Texte intégral
MINUTE N° :
TRIBUNAL JUDICIAIRE
DE LYON
POLE SOCIAL - CONTENTIEUX GENERAL
REPUBLIQUE FRANCAISE
AU NOM DU PEUPLE FRANCAIS
JUGEMENT DU :
MAGISTRAT :
ASSESSEURS:
DÉBATS :
PRONONCE :
AFFAIRE :
NUMÉRO R.G :
06 Mai 2024
Madame Florence AUGIER, présidente
Madame Dominique DALBIES, assesseur collège employeur
Monsieur David SAINT SULPICE, assesseur collège salarié
assistés lors des débats et du prononcé du jugement par Madame Isabelle BELACCHI, greffiere
tenus en audience publique le 05 Mars 2024
jugement contradictoire, rendu en dernier ressort, le 06 Mai 2024 par le même magistrat
URSSAF ILE-DE-FRANCE VENANT AUX DROITS DE LA CIPAV C/ Monsieur [D] [E]
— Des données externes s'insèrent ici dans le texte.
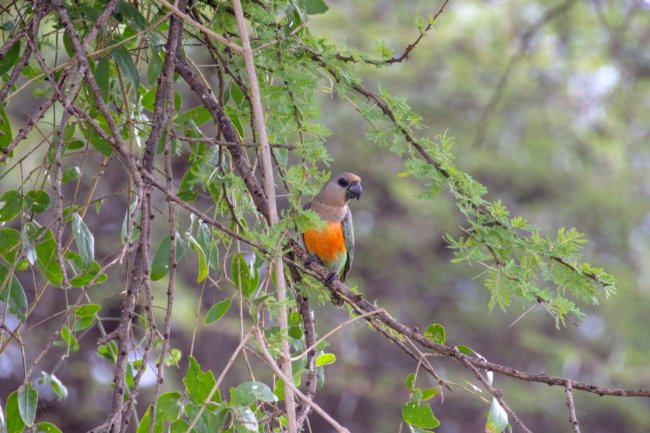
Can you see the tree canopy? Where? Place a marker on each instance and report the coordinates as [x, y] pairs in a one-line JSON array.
[[155, 159]]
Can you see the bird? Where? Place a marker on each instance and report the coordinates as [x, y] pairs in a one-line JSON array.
[[333, 245]]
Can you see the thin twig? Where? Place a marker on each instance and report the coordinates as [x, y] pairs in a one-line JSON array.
[[269, 189], [573, 419], [287, 380]]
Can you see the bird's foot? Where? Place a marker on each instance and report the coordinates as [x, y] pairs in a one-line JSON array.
[[311, 259], [330, 277], [336, 299]]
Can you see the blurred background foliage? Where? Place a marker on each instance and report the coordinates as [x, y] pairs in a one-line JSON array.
[[565, 145], [564, 142]]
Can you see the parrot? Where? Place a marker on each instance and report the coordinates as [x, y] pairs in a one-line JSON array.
[[333, 246]]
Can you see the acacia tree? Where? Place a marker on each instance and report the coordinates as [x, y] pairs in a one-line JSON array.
[[183, 119]]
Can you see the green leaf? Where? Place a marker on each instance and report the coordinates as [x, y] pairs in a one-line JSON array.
[[325, 359], [160, 262], [436, 332], [5, 130], [250, 392], [27, 402], [419, 415], [15, 423], [125, 63], [205, 239], [10, 288], [9, 60], [199, 383], [211, 420], [314, 7], [57, 386], [217, 311], [497, 418], [103, 76], [67, 44], [11, 202], [84, 239], [410, 382], [46, 427], [168, 408], [69, 339], [38, 201], [154, 69], [203, 261], [70, 174], [88, 274], [429, 393], [87, 310], [9, 244], [245, 277], [245, 420]]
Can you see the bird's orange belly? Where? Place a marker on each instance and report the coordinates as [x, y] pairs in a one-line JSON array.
[[327, 244]]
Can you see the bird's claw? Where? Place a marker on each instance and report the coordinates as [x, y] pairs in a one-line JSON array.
[[330, 277], [311, 259]]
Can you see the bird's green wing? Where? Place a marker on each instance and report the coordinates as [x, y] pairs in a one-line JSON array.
[[302, 235], [348, 237]]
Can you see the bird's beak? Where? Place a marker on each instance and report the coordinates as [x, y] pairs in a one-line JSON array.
[[353, 191]]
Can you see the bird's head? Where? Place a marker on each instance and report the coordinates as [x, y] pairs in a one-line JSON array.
[[340, 189]]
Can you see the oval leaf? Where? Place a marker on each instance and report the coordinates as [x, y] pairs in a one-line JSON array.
[[70, 174], [38, 201], [11, 202], [217, 311], [250, 392], [436, 332], [12, 290], [15, 423], [27, 402], [419, 416], [84, 239], [497, 418], [160, 262], [46, 259]]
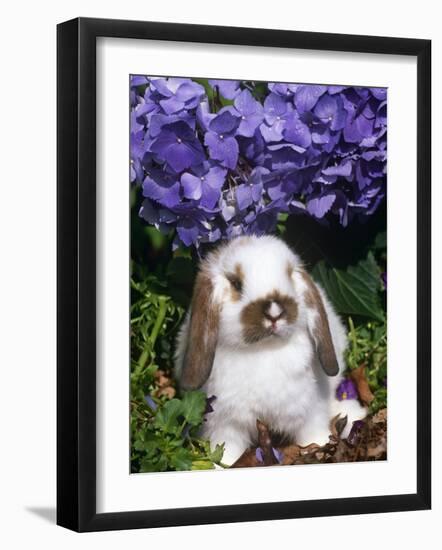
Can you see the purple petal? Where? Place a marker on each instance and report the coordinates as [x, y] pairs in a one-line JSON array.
[[319, 206], [224, 123], [188, 231], [227, 88], [307, 96], [192, 186]]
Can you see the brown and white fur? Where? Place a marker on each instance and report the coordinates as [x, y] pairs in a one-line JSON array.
[[264, 339]]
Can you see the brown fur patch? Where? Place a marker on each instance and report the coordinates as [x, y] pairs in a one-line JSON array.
[[203, 334], [289, 270], [321, 333], [236, 280], [253, 315]]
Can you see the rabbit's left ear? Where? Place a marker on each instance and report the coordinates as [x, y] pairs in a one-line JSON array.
[[203, 334], [319, 327]]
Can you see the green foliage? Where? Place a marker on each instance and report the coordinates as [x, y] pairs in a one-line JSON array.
[[368, 347], [165, 427], [164, 431], [167, 437], [354, 291]]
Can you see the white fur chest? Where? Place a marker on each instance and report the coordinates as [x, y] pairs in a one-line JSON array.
[[272, 382]]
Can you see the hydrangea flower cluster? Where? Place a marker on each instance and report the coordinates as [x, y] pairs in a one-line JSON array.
[[226, 163]]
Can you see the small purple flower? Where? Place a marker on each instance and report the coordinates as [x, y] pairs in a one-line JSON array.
[[220, 139], [179, 93], [355, 432], [346, 390], [307, 96], [250, 112], [162, 187], [178, 146], [319, 206], [303, 149], [227, 88], [204, 184]]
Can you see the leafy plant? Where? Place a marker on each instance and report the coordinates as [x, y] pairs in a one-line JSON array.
[[354, 291], [167, 439], [368, 347], [164, 428]]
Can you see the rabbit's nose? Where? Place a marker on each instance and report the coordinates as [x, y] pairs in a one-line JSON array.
[[273, 311]]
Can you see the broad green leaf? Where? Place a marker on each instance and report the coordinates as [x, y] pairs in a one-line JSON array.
[[217, 454], [181, 459], [193, 406], [167, 416], [354, 291], [202, 465]]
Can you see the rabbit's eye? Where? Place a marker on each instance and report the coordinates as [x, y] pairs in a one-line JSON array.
[[235, 282]]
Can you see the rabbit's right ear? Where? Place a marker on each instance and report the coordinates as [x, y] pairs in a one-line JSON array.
[[202, 336]]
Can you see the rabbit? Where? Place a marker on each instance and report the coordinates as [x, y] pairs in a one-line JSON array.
[[263, 338]]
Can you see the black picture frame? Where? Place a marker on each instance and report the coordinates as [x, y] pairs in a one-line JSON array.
[[76, 273]]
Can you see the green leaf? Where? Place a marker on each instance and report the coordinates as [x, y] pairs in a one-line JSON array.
[[217, 454], [202, 465], [181, 459], [166, 418], [193, 406], [354, 291]]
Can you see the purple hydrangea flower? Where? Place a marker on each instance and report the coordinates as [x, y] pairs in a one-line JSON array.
[[221, 141], [204, 184], [209, 175], [346, 390], [178, 146], [227, 88], [250, 113], [355, 432]]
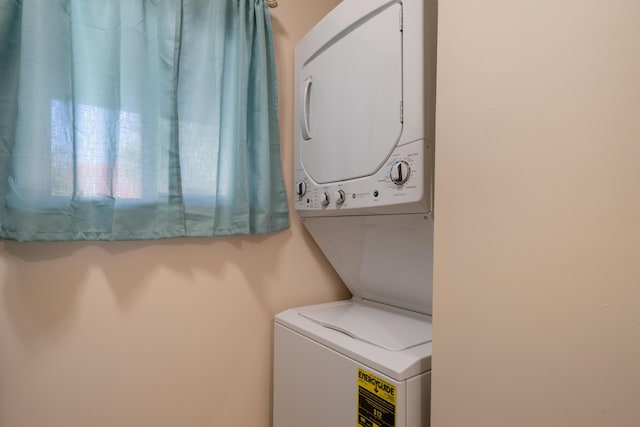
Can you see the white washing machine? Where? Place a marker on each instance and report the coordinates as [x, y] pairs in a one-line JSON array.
[[364, 149]]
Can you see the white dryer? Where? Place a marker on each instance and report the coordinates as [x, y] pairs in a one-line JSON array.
[[364, 149]]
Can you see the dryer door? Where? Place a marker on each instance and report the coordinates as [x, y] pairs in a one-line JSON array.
[[350, 106]]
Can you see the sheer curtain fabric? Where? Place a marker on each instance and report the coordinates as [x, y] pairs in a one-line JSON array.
[[138, 119]]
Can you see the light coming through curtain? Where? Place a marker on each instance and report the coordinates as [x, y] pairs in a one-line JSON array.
[[138, 119]]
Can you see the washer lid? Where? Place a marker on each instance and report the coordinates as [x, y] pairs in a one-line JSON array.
[[349, 114], [377, 324]]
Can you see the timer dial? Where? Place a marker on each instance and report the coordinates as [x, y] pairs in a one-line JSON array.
[[400, 172]]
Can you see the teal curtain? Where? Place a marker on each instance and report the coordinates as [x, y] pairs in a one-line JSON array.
[[138, 119]]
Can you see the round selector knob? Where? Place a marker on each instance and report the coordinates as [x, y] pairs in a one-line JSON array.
[[301, 188], [400, 172]]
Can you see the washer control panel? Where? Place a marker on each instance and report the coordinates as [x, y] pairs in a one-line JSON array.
[[401, 179]]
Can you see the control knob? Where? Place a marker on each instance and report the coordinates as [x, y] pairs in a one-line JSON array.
[[400, 172], [324, 199], [301, 188]]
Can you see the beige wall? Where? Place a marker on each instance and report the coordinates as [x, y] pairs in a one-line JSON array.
[[175, 333], [537, 269]]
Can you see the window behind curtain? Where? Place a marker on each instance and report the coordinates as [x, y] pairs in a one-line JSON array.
[[133, 119]]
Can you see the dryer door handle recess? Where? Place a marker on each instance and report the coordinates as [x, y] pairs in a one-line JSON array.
[[306, 104]]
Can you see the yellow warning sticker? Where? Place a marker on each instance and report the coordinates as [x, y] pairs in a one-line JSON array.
[[376, 401]]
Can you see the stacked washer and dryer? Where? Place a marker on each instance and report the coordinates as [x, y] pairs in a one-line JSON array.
[[364, 159]]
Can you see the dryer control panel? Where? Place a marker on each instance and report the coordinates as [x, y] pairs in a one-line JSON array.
[[399, 182]]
N° RG 18/01762 - N° Portalis DB2H-W-B7C-SVFI
DEMANDERESSE
URSSAF ILE-DE-FRANCE VENANT AUX DROITS DE LA CIPAV, dont le siège social est sis [Localité 2]
représentée par la SELAS EPILOGUE AVOCATS, avocats au barreau de LYON, vestiaire : 1733
DÉFENDEUR
Monsieur [D] [E], demeurant [Adresse 1] (RHÔNE)
comparant en personne
Notification le :
Une copie certifiée conforme à :
URSSAF ILE-DE-FRANCE VENANT AUX DROITS DE LA CIPAV
[D] [E]
la SELAS EPILOGUE AVOCATS, vestiaire : 1733
Une copie revêtue de la formule exécutoire :
URSSAF ILE-DE-FRANCE VENANT AUX DROITS DE LA CIPAV
la SELAS EPILOGUE AVOCATS, vestiaire : 1733
Une copie certifiée conforme au dossier
EXPOSE DU LITIGE
Par requête déposée au greffe du tribunal le 26 juillet 2018, M. [D] [E] a saisi le Tribunal des affaires de sécurité sociale de Lyon, devenu le Pôle social du Tribunal judiciaire de Lyon, d’une opposition à la contrainte émise le 23 mai 2014 par la Caisse interprofessionnelle de Prévoyance et d’Assurance Vieillesse (CIPAV) et signifiée le 13 juillet 2018 pour la somme de 6 988,58 euros soit 6 017,25 euros en cotisations et 971,33 euros en majorations de retard, afférentes à la période d’exigibilité du 1er janvier 2010 au 31 décembre 2011.
A l’appui de son recours, M. [E] expose dans sa lettre portant opposition à contrainte qu’il conteste la contrainte car pour l’année 2010, il était auto-entrepreneur ( régime micro social simplifié) et n’avait pas de relation directe avec la CIPAV mais seulement avec l’URSSAF. Il ajoute qu’il ne comprend pas pourquoi des sommes lui sont réclamées au sujet de l’année 2011 alors même qu’il a arrêté son entreprise fin 2010.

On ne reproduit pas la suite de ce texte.